Posted by Larry Doyle on July 22, 2010 6:20 AM |

Is it safe to go in the water? In other words, is it safe to play in the markets under the current construct? Do small retail investors truly stand a chance against the ‘big boys’ on Wall Street running high powered algorithmic trading programs and assorted other high frequency trading mechanisms? Are fundamental traders being thrown around amidst the ‘high waves’ and ‘strong surf’ pounding the shore?

No doubt, the scene on Wall Street has changed dramatically over the years. The onslaught of high frequency trading complete with a wide array of ‘bait and tackle’ such as flash orders, dark pools, naked access, co-location, and much more make it extremely challenging — if not downright daunting — for those who believe they can navigate these waters with simple ‘rod and reel.’

The Wall Street Journal recently highlighted the treacherous nature of the ‘water’ in the current markets in writing, Trend Investing Gains Its Share of Converts:

Volatile stock markets have left investor confidence in tatters.
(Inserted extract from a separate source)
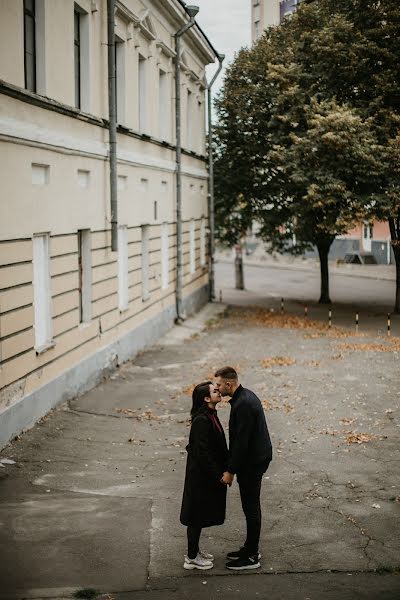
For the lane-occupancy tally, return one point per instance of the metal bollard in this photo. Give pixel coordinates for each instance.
(239, 269)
Now, some say it is time to accept the turmoil and adopt more-dynamic trading strategies.

Proponents of “trend” investing—buying and selling stocks depending on technical analysis of the market’s direction—say the tactic not only enables investors to navigate unstable markets, but also prevents big losses when prices fall.
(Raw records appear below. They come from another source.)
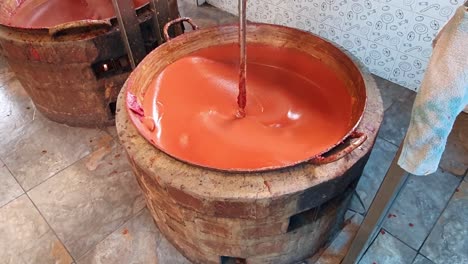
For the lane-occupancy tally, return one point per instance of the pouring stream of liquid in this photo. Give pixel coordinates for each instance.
(242, 97)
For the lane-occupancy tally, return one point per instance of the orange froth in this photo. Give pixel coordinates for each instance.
(296, 108)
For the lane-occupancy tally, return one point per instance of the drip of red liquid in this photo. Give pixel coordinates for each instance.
(242, 97)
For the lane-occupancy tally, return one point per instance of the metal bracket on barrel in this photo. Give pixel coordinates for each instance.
(130, 27)
(130, 30)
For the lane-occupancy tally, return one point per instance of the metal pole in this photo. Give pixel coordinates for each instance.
(390, 187)
(130, 30)
(157, 26)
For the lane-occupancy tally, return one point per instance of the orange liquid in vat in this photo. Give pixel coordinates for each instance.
(49, 13)
(297, 108)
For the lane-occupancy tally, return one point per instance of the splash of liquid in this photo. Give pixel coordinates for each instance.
(242, 97)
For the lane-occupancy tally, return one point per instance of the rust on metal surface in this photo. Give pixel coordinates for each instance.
(73, 72)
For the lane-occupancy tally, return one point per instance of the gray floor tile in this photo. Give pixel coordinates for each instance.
(90, 199)
(26, 237)
(418, 206)
(392, 92)
(16, 108)
(112, 131)
(356, 205)
(336, 251)
(448, 241)
(455, 158)
(386, 249)
(42, 148)
(396, 120)
(137, 242)
(9, 188)
(420, 259)
(375, 170)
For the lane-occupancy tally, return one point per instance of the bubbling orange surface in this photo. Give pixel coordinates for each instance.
(297, 108)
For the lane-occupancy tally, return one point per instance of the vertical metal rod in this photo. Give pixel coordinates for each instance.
(392, 183)
(130, 30)
(157, 25)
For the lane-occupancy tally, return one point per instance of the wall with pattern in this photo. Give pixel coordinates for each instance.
(393, 38)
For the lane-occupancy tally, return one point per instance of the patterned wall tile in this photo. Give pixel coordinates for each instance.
(393, 38)
(380, 59)
(408, 71)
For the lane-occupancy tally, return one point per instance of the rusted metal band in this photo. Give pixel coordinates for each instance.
(175, 21)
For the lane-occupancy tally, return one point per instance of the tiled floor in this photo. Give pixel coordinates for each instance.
(68, 195)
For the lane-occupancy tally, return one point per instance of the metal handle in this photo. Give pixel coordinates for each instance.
(175, 21)
(360, 139)
(79, 27)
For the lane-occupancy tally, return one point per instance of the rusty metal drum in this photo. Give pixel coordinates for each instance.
(279, 216)
(73, 72)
This stance is winning converts at a time when concern about the strength of the U.S. economic recovery and the future of consumer spending is running high. Yet this technique is controversial, as it counters conventional wisdom that time in the market, not market timing, offers individual investors their best chance for success.

To trend followers, the notion of buy-and-hold investing—picking stocks based on fundamentals and keeping the investments for months or years—has no place in today’s market and, in fact, is a recipe for defeat.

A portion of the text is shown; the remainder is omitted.